That’s not surprising. In fact it’s over due after a rally like this one. The Standard & Poor’s 500 index was up 13% since August 26 as of October 25.

Inevitably after stocks have climbed so far so fast, some investors decide to take profits. Others in the momentum camp decide to sell on the good news. Sure, Cummins (CMI) grew earnings by 140% in the third quarter, it announced on October 25, but to a momentum investor that can mark the time to sell if, as seems likely, the company won’t beat that next quarter.

But it’s easy to over-interpret these kinds of stock specific dips and turn them into some kind of trend. So on October 26—besides a chance to react to the after-hours Cummins earnings report from the day before—the market got a dose of a stronger dollar—which takes a toll on the price of commodity and materials stocks—and some weakness in Europe that stemmed from disappointment that the Swedish central bank said it was thinking calling a halt to the recent rounds of interest rate hikes.

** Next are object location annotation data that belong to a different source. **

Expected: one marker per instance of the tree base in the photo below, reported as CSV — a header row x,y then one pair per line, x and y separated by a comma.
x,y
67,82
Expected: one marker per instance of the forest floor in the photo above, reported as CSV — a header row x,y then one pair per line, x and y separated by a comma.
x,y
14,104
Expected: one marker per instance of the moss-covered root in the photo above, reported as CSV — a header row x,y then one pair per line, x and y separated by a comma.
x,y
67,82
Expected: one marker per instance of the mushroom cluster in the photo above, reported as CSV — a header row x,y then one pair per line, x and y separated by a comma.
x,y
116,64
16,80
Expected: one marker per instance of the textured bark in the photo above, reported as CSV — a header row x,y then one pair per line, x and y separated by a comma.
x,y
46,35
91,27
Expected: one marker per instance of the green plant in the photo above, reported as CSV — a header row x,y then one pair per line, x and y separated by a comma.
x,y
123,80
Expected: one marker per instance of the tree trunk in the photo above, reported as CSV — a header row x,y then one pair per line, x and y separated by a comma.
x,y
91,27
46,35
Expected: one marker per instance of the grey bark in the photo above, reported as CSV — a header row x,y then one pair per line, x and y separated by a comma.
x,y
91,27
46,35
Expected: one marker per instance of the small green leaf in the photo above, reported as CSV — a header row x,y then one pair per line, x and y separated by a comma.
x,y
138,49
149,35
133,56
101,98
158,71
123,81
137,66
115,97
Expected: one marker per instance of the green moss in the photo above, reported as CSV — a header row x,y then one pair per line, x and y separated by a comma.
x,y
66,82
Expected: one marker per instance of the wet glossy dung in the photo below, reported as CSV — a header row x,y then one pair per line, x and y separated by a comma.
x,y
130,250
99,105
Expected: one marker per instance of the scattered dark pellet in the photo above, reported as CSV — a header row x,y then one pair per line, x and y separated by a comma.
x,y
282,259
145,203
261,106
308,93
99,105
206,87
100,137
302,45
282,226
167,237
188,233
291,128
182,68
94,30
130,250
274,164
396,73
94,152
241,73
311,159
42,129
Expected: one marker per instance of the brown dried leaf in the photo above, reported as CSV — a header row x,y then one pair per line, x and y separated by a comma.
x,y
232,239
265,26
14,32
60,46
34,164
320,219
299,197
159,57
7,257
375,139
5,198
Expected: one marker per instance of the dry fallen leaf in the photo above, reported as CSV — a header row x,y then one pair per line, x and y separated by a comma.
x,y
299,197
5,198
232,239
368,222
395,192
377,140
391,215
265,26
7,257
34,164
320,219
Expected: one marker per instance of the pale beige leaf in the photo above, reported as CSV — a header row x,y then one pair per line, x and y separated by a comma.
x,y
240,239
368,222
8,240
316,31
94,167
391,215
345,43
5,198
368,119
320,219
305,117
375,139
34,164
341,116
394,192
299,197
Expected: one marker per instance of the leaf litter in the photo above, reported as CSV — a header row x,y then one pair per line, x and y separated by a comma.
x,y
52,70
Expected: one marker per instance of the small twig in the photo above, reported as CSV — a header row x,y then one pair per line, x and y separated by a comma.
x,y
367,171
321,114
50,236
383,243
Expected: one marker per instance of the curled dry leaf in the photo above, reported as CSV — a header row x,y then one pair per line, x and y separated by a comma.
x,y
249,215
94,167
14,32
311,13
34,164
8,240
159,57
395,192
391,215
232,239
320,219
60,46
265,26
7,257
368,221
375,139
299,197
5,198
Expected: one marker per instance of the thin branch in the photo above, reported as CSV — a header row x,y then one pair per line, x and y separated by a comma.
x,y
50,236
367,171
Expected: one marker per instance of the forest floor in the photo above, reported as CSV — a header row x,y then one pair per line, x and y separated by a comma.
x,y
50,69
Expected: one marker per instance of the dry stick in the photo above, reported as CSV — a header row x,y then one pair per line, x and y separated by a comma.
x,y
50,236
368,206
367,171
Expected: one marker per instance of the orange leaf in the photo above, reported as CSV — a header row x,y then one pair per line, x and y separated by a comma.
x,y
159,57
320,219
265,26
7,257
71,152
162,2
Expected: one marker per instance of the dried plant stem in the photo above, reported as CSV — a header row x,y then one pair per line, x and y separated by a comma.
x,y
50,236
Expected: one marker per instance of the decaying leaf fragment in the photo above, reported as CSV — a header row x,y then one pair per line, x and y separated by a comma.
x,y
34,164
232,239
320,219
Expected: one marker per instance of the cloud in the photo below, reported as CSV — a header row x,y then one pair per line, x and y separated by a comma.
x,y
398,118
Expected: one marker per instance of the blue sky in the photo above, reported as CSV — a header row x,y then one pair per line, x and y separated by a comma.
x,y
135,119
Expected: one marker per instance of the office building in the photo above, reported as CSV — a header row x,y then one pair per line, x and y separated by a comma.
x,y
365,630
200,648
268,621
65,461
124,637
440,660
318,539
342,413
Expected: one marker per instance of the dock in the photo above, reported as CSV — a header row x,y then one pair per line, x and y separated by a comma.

So connect all those dots and we’ve got a correction, no?

Well, no.

The indexes hardly budged on October 26.

The S&P 500 was down all of 0.24 points and the Dow Industrial Average was up 8 points. That’s 8 points. Not 8%.

The market can easily feel worse than it is because a few stocks that have led the market, including some high profile sector leaders such as Texas Instruments (TXN) drop on good news.

This kind of sell on the news weakness could, of course, grow into a correction but for that to happen we’re going to need something more substantial than a few instances of selling by momentum investors.